While many are eager to discuss the violent imagery in rap music, society may be better served by an equally fervent conversation about the socio-economic conditions discussed in rap music.  The continued discussion of these social and political issues are generally overlooked, as focus remains on the violent themes or imagery in rap.  Popular artists who have often faced criticism for violence in their lyrics, like Migos, JID, Tyler the Creator and DaBaby, have all written songs that discuss the continued incarceration, poverty, and addiction that plagues Black communities.  It may be valuable to consider that if we want to rid music of violent themes, we should work to nourish communities that have been crippled by violence, poverty, inadequate healthcare, and underfunded schools. 

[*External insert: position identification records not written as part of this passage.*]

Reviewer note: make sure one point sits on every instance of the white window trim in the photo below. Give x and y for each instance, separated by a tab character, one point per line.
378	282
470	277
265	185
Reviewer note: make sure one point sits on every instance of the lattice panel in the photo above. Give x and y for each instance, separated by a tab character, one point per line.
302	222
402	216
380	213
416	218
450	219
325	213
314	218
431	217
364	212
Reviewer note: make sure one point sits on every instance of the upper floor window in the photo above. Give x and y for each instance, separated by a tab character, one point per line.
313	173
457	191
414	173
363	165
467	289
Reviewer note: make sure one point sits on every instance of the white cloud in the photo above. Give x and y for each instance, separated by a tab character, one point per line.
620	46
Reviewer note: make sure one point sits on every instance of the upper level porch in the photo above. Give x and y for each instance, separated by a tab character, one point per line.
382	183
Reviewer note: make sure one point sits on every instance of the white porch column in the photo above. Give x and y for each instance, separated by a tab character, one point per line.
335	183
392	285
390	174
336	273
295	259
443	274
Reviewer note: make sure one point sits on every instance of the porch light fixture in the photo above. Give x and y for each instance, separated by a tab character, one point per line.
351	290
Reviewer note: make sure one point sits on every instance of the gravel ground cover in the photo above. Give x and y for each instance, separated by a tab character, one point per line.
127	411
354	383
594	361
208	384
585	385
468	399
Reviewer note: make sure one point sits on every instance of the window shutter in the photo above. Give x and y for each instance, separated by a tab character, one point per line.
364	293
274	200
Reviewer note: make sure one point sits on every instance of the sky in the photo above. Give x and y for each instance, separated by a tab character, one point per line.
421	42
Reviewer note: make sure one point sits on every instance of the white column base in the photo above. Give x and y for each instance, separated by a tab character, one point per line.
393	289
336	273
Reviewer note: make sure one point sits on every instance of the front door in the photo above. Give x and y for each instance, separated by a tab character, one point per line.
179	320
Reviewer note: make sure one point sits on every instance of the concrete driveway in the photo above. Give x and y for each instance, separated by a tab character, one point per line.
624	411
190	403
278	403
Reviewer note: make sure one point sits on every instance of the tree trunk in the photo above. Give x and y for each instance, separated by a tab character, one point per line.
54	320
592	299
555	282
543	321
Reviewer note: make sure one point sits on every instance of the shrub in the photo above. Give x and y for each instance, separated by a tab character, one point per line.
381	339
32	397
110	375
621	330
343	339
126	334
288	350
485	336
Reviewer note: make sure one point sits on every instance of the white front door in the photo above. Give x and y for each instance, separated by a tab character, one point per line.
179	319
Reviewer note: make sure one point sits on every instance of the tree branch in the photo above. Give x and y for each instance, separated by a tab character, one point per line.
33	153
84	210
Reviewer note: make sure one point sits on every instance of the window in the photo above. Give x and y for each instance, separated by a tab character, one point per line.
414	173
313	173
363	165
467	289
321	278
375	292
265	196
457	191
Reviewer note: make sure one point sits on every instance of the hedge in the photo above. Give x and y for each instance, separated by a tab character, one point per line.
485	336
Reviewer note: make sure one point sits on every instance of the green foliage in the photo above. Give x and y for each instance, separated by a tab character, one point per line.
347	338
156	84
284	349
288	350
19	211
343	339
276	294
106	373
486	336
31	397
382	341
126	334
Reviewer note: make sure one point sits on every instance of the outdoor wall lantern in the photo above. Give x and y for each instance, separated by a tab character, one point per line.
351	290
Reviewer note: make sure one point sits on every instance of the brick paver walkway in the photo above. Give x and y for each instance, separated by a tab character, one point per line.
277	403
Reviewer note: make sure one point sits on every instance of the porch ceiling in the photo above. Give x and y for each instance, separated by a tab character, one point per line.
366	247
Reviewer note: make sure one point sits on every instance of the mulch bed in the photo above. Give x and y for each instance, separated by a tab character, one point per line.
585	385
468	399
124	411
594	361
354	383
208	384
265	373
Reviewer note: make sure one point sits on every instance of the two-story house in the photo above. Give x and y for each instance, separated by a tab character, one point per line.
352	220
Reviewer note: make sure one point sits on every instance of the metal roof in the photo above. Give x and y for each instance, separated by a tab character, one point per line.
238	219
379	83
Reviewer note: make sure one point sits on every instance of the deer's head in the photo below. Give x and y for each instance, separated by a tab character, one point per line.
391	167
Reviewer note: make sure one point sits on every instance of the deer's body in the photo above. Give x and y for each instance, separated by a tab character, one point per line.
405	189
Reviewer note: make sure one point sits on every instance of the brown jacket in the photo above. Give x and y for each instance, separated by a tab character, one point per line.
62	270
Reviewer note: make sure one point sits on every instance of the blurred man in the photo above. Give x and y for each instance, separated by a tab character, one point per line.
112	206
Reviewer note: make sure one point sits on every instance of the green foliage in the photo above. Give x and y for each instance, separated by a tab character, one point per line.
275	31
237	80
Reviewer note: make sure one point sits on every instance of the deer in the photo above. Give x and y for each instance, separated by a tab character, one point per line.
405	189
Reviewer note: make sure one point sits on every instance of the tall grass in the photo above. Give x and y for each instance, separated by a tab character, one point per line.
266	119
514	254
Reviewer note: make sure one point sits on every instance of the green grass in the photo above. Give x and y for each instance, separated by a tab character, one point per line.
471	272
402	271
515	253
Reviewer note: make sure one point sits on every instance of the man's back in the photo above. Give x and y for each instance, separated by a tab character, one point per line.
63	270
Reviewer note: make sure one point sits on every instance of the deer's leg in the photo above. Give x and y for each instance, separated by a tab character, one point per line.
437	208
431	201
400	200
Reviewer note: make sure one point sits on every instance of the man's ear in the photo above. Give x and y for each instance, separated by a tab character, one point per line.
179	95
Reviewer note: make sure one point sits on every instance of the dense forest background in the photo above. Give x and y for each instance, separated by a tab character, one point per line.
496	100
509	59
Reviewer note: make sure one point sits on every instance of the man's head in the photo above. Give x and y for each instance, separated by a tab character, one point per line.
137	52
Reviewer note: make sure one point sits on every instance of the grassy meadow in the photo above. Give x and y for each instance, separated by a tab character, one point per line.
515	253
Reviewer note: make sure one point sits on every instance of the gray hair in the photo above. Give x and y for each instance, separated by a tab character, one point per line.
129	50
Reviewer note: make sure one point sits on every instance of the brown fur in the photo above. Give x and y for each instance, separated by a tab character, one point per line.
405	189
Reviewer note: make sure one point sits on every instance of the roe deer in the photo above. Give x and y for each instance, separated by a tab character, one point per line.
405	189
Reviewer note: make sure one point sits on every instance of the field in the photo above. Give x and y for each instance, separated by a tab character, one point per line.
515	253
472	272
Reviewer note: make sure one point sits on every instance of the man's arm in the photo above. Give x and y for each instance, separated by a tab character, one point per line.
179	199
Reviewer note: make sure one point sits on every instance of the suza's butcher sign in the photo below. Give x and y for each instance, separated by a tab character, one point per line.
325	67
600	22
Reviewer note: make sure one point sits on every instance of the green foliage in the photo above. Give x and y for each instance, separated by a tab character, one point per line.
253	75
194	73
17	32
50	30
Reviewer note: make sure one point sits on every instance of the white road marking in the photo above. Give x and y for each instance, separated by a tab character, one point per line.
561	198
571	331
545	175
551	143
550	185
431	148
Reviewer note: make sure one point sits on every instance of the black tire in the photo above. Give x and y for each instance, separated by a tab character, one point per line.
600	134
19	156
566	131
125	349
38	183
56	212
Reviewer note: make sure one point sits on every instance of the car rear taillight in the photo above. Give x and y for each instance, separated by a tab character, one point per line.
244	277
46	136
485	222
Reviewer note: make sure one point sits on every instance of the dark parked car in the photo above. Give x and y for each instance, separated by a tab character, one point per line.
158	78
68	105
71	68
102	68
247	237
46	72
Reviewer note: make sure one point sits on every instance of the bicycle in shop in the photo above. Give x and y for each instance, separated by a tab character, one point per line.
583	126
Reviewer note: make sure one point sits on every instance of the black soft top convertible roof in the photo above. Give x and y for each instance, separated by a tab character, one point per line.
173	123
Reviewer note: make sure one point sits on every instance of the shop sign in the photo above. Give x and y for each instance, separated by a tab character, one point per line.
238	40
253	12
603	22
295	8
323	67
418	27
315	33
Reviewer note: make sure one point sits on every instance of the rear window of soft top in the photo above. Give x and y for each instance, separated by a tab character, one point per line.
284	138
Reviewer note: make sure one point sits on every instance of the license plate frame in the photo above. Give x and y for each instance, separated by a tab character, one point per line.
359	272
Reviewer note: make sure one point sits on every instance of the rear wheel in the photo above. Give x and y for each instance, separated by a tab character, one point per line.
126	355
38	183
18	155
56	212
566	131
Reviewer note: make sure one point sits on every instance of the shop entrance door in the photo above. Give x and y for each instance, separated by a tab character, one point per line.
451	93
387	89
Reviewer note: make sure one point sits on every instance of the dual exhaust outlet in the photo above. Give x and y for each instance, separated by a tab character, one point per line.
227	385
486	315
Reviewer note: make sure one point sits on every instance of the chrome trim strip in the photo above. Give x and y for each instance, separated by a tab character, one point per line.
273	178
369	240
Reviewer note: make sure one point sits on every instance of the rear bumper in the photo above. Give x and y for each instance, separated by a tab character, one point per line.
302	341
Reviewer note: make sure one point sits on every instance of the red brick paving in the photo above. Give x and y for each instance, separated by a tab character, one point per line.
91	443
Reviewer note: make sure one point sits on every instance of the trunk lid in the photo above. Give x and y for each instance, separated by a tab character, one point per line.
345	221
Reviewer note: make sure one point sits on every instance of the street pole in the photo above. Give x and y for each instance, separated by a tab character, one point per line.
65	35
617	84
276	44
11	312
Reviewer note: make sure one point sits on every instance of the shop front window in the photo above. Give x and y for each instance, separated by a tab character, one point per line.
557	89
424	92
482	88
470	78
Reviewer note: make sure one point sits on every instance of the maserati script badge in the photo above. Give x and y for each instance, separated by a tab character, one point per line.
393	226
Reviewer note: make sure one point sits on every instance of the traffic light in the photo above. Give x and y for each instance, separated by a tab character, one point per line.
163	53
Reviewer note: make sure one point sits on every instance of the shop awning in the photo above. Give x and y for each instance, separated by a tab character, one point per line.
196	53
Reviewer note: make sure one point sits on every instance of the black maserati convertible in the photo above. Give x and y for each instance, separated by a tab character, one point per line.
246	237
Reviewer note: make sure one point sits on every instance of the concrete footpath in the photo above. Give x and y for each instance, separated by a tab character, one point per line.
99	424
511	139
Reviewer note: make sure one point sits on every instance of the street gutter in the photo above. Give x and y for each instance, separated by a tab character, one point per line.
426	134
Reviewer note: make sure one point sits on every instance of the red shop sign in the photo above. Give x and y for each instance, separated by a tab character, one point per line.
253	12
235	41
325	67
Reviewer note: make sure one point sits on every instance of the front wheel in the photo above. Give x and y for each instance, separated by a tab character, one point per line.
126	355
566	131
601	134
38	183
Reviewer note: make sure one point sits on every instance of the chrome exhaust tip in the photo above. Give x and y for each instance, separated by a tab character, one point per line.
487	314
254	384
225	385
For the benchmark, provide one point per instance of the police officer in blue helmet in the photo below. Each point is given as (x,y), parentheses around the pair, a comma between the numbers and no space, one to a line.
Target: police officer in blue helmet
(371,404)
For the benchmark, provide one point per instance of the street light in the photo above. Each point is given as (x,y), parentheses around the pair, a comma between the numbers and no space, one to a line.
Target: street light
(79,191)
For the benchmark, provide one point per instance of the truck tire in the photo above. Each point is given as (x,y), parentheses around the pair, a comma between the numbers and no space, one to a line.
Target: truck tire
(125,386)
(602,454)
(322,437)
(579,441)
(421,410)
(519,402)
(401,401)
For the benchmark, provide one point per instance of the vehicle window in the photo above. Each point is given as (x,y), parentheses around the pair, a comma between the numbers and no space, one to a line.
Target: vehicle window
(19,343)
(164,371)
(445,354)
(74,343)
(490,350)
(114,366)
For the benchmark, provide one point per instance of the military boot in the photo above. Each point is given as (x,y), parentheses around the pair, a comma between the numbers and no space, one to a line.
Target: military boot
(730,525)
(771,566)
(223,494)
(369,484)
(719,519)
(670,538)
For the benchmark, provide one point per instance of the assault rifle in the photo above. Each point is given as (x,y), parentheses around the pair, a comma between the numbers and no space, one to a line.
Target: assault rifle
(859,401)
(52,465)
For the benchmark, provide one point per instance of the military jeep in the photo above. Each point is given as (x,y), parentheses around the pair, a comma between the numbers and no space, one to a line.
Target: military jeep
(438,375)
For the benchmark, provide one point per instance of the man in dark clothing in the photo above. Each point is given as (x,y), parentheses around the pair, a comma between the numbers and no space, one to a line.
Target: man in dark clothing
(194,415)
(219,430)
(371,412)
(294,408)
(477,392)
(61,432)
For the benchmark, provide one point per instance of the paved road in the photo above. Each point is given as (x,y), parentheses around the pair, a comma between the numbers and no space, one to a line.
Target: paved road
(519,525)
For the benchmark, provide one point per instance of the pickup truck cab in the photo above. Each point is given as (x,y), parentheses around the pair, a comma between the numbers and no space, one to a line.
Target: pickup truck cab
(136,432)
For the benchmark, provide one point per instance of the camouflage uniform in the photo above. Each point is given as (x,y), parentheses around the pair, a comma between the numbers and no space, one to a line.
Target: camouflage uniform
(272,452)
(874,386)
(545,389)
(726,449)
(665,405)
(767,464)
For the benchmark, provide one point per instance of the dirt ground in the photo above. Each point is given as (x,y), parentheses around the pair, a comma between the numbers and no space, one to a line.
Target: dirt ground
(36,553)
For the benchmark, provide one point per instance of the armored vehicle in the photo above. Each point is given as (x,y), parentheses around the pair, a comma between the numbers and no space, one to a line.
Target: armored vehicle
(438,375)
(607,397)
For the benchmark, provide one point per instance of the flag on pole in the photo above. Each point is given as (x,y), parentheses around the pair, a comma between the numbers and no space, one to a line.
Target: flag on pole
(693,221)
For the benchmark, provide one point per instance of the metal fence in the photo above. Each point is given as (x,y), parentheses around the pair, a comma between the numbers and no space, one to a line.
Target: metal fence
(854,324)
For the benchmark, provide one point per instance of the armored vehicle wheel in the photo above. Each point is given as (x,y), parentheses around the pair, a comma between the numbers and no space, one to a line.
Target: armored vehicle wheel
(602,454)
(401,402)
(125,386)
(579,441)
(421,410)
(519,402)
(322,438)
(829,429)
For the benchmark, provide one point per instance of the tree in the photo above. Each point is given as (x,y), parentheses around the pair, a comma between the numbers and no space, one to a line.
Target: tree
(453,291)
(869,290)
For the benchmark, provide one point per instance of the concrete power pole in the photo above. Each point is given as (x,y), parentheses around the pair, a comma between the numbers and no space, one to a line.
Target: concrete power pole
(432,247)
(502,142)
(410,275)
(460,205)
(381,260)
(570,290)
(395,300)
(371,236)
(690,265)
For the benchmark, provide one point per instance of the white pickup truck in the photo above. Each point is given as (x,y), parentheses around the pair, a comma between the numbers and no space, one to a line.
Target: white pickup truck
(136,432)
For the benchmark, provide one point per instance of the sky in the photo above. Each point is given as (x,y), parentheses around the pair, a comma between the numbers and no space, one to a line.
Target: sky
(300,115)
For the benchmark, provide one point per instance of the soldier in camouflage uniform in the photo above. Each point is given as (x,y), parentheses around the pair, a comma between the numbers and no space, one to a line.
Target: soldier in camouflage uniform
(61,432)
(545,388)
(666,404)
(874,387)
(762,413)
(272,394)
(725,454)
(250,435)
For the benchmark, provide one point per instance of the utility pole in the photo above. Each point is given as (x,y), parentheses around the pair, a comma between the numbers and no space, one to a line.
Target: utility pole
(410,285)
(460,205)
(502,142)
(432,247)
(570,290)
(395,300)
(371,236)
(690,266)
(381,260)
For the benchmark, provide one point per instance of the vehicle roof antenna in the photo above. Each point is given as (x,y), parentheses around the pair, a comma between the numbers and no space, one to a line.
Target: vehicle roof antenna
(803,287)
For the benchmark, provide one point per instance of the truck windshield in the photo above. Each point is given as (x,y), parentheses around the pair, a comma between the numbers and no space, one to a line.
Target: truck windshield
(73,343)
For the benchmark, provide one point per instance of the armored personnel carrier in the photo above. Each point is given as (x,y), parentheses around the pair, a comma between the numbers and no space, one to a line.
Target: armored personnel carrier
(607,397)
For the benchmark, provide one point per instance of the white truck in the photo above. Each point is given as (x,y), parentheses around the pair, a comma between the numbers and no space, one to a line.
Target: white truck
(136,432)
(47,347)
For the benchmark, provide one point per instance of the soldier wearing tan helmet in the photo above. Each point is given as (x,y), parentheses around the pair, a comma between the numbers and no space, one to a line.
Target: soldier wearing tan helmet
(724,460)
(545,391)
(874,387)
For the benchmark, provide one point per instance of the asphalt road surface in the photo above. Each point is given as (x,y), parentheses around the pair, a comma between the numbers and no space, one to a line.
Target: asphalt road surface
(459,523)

The persistence of violence and incarceration in rap music is indicative of a larger societal failing to adequately address the war on drugs, mass incarceration, rampant poverty and gang violence that has been left in their wake.  While much of the focus in the discussion of rap music is on black men, many black women have been integral to the rise of hip-hop as one of the most influential genres of music.  In her song “Black Rage” Lauryn Hill says:

“Black rage is founded on draining and draining,

Threatening your freedom to stop your complaining, 

Poisoning your water while they say its raining,

Then call you mad for complaining, complaining.”

Many opponents of the Black Lives Matter protests, calls to defund the police, and the exploration of new forms of policing claim that such activism is petty complaining by lazy people who lack the will or desire to improve their situations. But this criticism lacks the comprehensive understanding of the institutional racism that taints all systems in a country founded on the oppression of black and brown bodies.  While rap music may seem like a trivial avenue for social change, the success of the genre in the 21st century offers rap the credibility it lacked in the 80s and 90s. Rap music’s return to its political roots provides a unique and powerful way to speak truth to power, increase the visibility of marginalized communities and amplify the voices of people that are too often excluded from political discourse.